Mumcu, 24 Ocak 1993'te, bombayla katledildikten sonra dönemin Başbakanı Süleyman Demirel ve İçişleri Bakanı İsmet Sezgin, "cinayeti çözmenin, devletin namus borcu olduğunu" söylemiş ancak gerçek katillere bir türlü ulaşılamamıştı.

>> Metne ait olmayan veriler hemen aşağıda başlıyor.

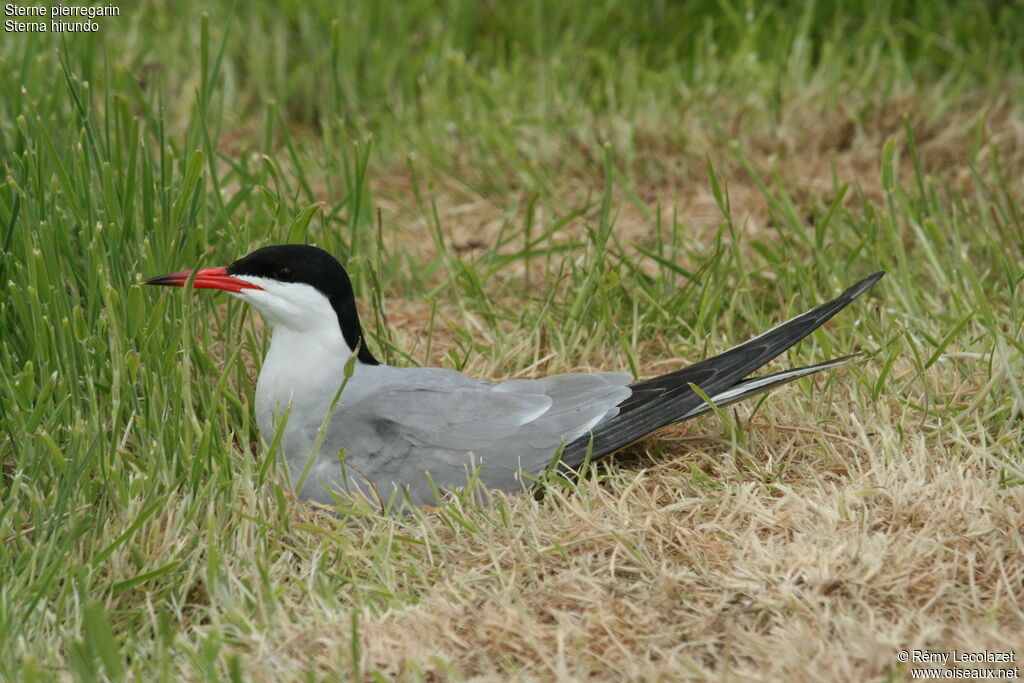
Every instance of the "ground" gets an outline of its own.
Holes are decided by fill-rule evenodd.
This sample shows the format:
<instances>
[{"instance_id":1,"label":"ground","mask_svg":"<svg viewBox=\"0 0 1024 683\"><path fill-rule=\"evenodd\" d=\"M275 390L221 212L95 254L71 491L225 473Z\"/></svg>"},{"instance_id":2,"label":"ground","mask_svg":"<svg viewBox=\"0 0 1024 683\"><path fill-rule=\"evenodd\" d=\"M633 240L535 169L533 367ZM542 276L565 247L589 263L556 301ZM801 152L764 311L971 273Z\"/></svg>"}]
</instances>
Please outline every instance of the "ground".
<instances>
[{"instance_id":1,"label":"ground","mask_svg":"<svg viewBox=\"0 0 1024 683\"><path fill-rule=\"evenodd\" d=\"M1024 656L1019 5L121 10L0 43L0 676ZM649 377L887 275L766 371L853 362L541 500L337 516L256 431L258 316L138 286L282 242L388 362L494 380Z\"/></svg>"}]
</instances>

Gelişmelerin sonuç alma noktasında umut vermesi, birçok olayın tanığını da cesaretlendiriyor. Mesela Uğur Mumcu'nun suikasta uğradığı dönemin İçişleri Bakanı olan İsmet Sezgin de geçtiğimiz günlerde adeta itirafta bulunarak, "Gerçek katiller dışarıda... Masumlar mahku00fbm oldu" şeklinde sözler söyledi.
***
TBMM Darbeleri Araştırma Komisyonu'nun 1404 sayfalık raporu ve son olarak Cumhurbaşkanı Abdullah Gül'ün DDK'yı Sivas olayları için harekete geçirmesi de önemli gelişmelerden.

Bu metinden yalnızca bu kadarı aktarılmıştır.